Sudah 143 Anak Meninggal, Kenapa Gangguan Ginjal Akut Belum Berstatus KLB? Begini Kata Kemenkes
Kemenkes, BPOM, dan Ikatan Dokter Anak Indonesia (IDAI) terus melakukan berbagai upaya mengatasi gangguan ginjal akut.
Penulis: Aisyah Nursyamsi
Editor: Willem Jonata
Laporan Wartawan Tribunnews.com, Aisyah Nursyamsi
TRIBUNNEWS.COM, JAKARTA – Angka kematian pasien gangguan ginjal akut sudah mencapai 143 kasus.
Lantas kenapa pemerintah belum menetapkan situasi ini sebagai Kejadian Luar Biasa (KLB)?
Terkait hal ini Juru Bicara Kementerian Kesehatan dr Mohammad Syahril, pun memberikan tanggapan.
Ia menyebutkan jika pihaknya bersama Badan Pengawas Obat dan Makanan (BPOM), Ikatan Dokter Anak Indonesia (IDAI) sudah melakukan berbagai upaya.
"Sebagai contoh, melakukan koordinasi ketat dan daerah. Kemudian melakukan penelitian larangan penggunaan obat sirup yang diduga," ungkapnya pada konferensi pers virtual, Selasa (25/10/2022).
Termasuk, bersama BPOM telah mengumumkan obat-obat yang masih aman untuk digunakan.
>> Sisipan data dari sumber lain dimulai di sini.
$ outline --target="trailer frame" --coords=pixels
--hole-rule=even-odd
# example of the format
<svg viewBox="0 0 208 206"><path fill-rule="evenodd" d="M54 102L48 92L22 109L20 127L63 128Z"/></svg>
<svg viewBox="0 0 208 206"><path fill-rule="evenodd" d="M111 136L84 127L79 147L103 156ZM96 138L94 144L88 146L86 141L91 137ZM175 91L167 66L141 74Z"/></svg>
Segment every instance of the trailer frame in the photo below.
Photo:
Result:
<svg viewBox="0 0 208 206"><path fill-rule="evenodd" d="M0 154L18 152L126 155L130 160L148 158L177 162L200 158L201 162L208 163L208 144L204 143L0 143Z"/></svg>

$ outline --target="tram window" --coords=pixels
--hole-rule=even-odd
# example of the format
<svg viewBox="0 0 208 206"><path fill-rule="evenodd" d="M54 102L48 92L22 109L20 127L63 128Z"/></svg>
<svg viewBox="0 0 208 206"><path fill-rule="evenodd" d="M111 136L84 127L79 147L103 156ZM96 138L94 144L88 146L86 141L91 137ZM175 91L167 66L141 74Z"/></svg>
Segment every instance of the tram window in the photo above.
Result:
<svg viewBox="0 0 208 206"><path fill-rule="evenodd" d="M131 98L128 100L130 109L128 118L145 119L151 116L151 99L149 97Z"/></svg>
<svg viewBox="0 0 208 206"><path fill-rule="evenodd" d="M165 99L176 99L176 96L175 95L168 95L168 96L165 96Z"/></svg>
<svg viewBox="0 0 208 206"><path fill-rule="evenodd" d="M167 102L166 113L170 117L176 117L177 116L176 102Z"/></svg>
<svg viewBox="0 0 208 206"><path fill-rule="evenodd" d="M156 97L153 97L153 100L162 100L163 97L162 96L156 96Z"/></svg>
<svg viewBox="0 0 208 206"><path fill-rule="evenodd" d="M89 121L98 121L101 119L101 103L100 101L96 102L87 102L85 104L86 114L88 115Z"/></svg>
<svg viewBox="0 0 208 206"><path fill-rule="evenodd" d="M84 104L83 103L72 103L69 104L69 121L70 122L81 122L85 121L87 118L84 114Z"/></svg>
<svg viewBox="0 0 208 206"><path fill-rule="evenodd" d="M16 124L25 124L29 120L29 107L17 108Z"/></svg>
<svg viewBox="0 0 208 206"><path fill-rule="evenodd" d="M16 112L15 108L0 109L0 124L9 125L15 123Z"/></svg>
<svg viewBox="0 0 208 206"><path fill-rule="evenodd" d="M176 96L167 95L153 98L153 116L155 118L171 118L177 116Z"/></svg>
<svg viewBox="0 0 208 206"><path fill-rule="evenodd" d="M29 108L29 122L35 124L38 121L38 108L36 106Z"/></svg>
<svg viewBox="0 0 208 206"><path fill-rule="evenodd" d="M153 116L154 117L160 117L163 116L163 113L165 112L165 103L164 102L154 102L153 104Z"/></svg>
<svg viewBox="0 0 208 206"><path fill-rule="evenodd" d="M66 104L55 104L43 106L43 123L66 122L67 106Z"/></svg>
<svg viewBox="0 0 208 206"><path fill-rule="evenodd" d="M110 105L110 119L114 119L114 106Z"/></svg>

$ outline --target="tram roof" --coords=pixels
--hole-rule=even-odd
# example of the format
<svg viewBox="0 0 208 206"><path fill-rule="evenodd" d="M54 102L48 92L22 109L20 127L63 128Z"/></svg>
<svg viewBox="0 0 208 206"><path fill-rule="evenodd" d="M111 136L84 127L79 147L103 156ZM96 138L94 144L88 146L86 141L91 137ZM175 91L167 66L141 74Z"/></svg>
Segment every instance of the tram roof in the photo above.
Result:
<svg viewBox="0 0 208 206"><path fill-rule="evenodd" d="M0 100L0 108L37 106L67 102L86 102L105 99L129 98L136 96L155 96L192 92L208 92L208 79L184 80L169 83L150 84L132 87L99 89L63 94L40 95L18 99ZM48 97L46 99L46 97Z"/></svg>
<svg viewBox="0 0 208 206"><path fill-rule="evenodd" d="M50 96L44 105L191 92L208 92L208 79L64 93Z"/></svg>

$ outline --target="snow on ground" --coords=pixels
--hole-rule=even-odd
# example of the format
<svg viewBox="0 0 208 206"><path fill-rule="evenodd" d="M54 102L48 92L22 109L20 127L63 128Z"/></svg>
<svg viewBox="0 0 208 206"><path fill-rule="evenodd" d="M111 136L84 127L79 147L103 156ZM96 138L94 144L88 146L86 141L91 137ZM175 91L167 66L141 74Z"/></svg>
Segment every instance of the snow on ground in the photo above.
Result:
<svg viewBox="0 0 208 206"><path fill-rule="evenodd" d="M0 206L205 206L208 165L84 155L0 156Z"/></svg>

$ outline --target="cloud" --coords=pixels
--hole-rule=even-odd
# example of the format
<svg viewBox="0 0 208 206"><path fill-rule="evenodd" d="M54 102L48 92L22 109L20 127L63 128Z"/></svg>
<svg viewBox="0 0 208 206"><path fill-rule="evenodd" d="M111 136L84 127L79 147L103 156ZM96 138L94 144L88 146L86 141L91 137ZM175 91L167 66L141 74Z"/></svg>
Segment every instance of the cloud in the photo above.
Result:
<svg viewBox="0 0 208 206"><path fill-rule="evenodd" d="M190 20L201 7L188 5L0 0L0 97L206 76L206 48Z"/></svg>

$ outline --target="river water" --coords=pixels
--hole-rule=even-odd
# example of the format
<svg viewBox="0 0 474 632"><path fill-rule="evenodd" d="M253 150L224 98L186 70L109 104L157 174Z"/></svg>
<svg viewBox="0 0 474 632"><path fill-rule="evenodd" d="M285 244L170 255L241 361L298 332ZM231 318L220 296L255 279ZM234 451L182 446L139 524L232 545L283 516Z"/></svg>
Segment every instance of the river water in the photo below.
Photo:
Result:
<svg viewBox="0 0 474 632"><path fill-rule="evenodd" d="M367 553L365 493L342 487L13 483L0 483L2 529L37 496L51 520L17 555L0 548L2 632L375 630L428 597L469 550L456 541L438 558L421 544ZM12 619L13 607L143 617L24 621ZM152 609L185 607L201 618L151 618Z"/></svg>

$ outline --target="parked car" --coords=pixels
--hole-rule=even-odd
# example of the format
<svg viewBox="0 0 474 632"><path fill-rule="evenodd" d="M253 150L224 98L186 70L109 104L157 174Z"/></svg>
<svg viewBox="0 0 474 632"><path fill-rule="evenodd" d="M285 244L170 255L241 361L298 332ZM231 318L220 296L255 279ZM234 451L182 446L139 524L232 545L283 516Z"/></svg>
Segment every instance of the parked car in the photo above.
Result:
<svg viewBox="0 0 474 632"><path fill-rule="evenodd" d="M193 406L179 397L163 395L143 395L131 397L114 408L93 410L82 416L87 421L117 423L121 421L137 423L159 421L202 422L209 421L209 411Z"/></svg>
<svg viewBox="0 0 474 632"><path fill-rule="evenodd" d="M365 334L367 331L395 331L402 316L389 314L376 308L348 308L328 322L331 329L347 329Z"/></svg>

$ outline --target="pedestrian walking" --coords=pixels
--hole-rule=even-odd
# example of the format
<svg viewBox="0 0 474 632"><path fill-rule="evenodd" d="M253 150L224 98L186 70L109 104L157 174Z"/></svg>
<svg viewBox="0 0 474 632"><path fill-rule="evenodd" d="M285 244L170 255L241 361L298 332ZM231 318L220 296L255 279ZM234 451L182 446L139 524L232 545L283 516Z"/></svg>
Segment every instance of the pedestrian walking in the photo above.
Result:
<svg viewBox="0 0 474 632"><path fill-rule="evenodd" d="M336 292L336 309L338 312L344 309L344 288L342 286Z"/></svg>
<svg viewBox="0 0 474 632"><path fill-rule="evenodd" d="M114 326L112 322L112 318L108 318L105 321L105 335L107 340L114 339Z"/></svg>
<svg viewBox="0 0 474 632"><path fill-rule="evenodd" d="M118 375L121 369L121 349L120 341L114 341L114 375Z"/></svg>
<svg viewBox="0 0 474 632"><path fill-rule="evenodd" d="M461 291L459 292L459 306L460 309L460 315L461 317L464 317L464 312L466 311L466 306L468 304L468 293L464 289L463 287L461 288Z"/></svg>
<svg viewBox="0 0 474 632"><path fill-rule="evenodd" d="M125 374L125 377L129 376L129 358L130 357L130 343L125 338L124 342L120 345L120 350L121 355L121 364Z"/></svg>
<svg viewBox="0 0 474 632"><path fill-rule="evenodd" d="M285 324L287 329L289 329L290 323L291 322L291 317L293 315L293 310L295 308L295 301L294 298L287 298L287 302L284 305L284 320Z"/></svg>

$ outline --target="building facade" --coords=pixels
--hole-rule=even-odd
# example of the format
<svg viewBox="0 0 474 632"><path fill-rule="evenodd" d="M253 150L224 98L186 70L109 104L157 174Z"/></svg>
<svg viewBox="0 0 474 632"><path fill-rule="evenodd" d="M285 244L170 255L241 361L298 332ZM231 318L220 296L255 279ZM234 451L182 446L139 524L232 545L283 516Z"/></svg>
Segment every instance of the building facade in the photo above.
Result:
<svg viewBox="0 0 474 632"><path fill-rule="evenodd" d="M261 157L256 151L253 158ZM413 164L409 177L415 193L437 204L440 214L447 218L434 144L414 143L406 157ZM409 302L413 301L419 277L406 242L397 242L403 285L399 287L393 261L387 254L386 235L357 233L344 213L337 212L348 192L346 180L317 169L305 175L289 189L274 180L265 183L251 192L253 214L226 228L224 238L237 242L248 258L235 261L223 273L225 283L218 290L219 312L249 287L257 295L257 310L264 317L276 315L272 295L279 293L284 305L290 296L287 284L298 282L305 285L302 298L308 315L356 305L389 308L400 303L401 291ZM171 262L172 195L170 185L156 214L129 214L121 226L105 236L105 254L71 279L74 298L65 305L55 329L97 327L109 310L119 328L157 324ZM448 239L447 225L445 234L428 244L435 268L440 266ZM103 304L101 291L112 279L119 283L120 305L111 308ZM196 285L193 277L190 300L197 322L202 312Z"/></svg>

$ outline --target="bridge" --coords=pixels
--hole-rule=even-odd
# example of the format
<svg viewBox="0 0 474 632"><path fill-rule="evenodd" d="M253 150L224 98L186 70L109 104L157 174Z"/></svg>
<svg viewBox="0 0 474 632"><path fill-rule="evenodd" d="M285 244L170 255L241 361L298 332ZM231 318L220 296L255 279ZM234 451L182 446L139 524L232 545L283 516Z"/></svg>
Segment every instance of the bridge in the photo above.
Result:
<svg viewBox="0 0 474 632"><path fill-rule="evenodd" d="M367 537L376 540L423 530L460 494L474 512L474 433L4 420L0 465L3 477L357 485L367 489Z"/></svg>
Lalu respons cepat ini kata Syahril juga ditunjukkan dengan mendatangkan obat antidotum atau penawar.
Baca juga: Kasus Gagal Ginjal Akut pada Anak, Pemerintah Diminta Bentuk Tim Independen
Menurutnya, istilah 'KLB" dalam Undang-undang dan Peraturan Menteri Kesehatan (Permenkes) merujuk pada penyakit menular.
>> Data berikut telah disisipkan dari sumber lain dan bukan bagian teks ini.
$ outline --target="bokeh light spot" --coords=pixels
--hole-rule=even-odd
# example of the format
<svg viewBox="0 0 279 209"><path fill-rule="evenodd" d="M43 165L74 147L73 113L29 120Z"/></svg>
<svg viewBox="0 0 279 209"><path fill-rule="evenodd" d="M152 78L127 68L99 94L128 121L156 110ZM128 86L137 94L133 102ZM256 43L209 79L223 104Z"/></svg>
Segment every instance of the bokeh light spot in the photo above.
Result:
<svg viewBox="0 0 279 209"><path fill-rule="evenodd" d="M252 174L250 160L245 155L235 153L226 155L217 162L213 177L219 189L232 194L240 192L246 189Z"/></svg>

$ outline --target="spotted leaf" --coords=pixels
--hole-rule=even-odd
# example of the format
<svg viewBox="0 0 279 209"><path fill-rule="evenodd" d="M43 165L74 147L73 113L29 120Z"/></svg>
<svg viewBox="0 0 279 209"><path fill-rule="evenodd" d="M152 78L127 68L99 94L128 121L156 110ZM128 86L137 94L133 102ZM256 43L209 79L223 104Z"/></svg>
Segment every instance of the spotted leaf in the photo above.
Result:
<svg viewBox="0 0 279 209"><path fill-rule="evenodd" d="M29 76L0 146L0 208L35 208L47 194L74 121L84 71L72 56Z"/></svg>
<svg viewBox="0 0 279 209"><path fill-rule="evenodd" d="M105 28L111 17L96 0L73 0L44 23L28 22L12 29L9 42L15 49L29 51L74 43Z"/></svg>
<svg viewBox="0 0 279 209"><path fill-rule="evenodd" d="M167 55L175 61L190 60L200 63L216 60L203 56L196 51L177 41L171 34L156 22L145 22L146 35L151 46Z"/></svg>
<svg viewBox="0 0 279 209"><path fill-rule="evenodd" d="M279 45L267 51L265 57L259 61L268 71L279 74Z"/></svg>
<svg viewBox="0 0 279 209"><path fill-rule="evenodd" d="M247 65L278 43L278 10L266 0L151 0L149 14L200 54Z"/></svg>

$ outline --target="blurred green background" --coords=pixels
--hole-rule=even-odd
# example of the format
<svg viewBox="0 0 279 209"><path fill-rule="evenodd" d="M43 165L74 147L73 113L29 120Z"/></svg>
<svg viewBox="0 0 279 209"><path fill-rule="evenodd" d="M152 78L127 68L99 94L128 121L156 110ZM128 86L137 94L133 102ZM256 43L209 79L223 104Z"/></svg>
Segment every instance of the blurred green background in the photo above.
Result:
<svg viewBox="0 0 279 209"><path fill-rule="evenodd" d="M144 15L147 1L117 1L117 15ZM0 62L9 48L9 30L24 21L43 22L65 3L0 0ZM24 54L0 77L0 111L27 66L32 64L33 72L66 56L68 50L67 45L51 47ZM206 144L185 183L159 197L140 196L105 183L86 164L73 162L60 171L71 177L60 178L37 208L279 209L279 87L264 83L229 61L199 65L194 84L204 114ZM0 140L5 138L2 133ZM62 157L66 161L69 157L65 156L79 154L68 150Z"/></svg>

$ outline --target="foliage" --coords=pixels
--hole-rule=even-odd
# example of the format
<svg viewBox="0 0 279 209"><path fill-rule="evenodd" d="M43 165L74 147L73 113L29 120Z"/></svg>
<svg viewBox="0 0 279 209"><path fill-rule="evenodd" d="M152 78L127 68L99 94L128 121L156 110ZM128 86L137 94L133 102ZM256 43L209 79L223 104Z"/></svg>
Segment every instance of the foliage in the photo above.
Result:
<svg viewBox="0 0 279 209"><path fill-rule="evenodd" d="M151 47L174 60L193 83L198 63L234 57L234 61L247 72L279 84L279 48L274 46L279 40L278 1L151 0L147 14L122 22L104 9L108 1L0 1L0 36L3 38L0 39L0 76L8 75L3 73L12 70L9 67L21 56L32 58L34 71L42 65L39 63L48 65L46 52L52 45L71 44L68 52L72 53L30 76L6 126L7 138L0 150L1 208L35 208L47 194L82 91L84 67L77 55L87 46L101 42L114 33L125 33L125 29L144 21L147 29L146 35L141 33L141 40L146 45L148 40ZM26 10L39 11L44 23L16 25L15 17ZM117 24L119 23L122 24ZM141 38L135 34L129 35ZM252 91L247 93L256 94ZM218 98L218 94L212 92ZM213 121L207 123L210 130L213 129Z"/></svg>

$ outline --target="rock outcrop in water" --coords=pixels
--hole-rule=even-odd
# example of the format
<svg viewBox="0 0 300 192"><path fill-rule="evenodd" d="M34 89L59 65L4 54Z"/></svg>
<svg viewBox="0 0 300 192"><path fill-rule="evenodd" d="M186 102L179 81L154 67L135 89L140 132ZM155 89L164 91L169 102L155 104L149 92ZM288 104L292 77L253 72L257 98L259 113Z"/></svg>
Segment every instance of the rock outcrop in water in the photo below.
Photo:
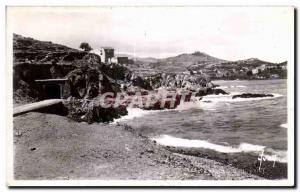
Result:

Namun pihaknya tetap mengupayakan langkah penanganan penyakit gangguan ginjal akut misterius.
"Dengan keadaan begini, maka kita sudah menyiapkan suatu persiapan bahwa keadaan ini sama dengan KLB. Cuma namanya saja, supaya tidak melanggar Undang-undang atau peraturan sebelumnya yang mendasari penetapan suatu KLB di suatu daerah atau negara kita ini," paparnya lagi.
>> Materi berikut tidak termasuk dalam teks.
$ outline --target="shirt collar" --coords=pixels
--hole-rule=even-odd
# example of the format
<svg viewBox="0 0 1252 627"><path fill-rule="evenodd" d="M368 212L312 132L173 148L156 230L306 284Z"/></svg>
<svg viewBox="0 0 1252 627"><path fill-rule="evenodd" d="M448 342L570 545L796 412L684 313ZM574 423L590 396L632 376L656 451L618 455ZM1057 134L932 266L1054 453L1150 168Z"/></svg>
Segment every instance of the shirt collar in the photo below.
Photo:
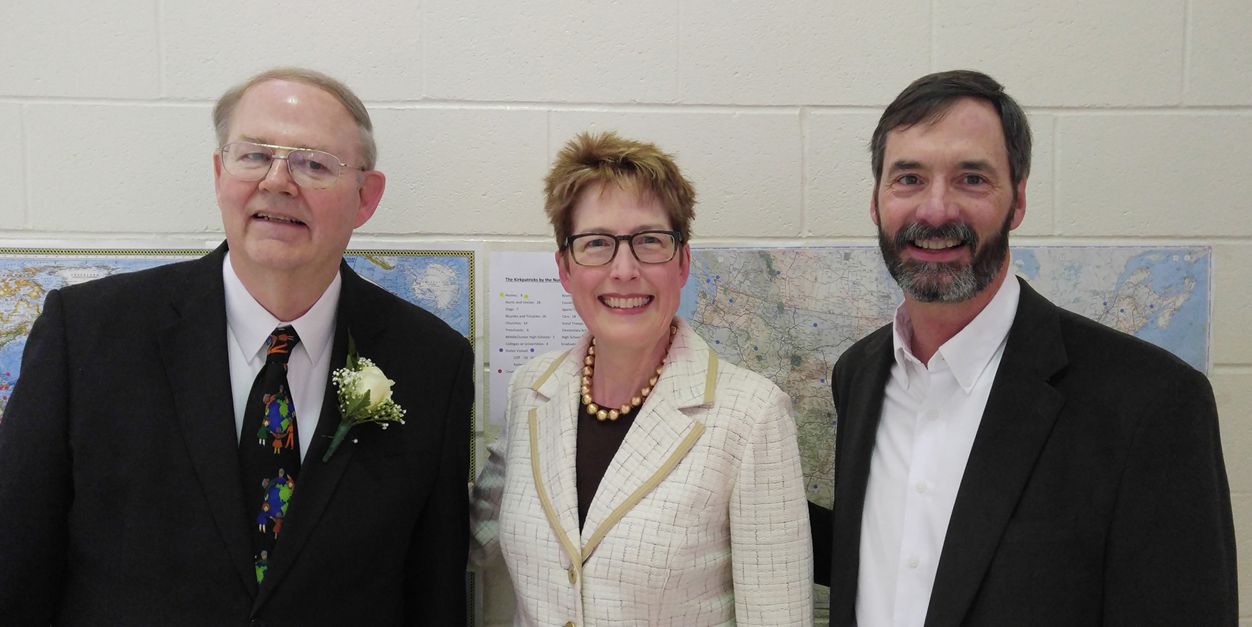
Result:
<svg viewBox="0 0 1252 627"><path fill-rule="evenodd" d="M222 279L225 285L227 324L243 353L248 355L249 363L254 364L255 359L263 358L265 340L269 339L269 334L275 328L283 324L295 328L295 333L300 337L300 343L292 352L293 359L303 358L312 365L313 355L322 354L327 343L331 342L334 333L334 313L339 304L339 289L343 285L339 273L334 273L331 285L304 315L288 323L275 318L252 297L230 265L229 250L222 260ZM300 347L304 348L303 352ZM297 357L300 354L303 357Z"/></svg>
<svg viewBox="0 0 1252 627"><path fill-rule="evenodd" d="M983 370L987 369L987 364L1008 338L1020 295L1022 285L1018 284L1017 277L1009 274L1000 283L1000 288L995 290L990 303L987 303L987 307L964 329L960 329L960 333L944 342L935 352L935 358L952 369L953 377L957 378L957 383L965 393L974 388L974 384L983 375ZM891 327L891 345L896 364L904 372L909 372L909 362L914 362L915 368L924 369L910 348L913 345L913 320L909 318L909 310L904 303L895 308L895 324ZM935 358L931 358L931 365L938 365ZM908 377L905 377L906 387Z"/></svg>

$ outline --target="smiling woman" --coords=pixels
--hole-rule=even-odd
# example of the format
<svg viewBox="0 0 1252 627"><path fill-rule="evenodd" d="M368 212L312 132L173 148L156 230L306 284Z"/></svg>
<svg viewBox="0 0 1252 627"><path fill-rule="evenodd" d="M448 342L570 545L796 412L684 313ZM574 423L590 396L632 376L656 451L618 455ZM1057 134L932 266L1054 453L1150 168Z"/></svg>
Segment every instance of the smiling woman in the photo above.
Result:
<svg viewBox="0 0 1252 627"><path fill-rule="evenodd" d="M523 624L813 623L790 398L675 317L695 191L652 144L582 134L547 176L587 334L518 369L473 489Z"/></svg>

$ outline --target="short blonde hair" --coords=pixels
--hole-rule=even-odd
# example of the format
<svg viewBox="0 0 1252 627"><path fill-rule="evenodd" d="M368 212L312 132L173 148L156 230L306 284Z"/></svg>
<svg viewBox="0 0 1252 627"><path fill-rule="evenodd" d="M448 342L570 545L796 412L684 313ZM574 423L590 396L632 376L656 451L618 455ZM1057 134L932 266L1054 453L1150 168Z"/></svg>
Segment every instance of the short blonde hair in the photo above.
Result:
<svg viewBox="0 0 1252 627"><path fill-rule="evenodd" d="M682 242L691 239L696 191L682 178L674 158L655 144L622 139L613 131L581 133L557 153L543 184L547 195L543 210L552 223L558 250L565 250L565 238L573 229L573 204L580 194L608 184L655 198L665 206Z"/></svg>
<svg viewBox="0 0 1252 627"><path fill-rule="evenodd" d="M348 89L348 85L344 85L343 83L334 80L321 71L305 68L274 68L272 70L265 70L228 89L225 94L222 94L222 98L218 99L218 104L213 106L213 129L218 134L219 146L225 144L227 139L229 139L230 116L234 114L234 109L239 104L239 100L243 100L243 95L248 93L249 89L268 80L303 83L334 96L334 99L348 110L348 114L352 115L352 119L357 123L357 133L361 143L358 146L361 150L361 168L363 170L374 169L374 164L378 160L378 146L374 144L374 125L369 121L369 111L366 110L364 103L357 98L357 94L353 94L352 90Z"/></svg>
Syahril pun menambahkan jika respon yang telah dilakukan sudah lebih dari tindakan jika status KLB diterapkan.
"Mudah-mudahan apa yang Kementerian Kesehatan lakukan bersama yang lain adalah respons yang menunjukkan keadaan kita sudah lebih dari respons KLB termasuk pembiayaan-pembiayaan yang diberikan pemerintah," tutup Syahril.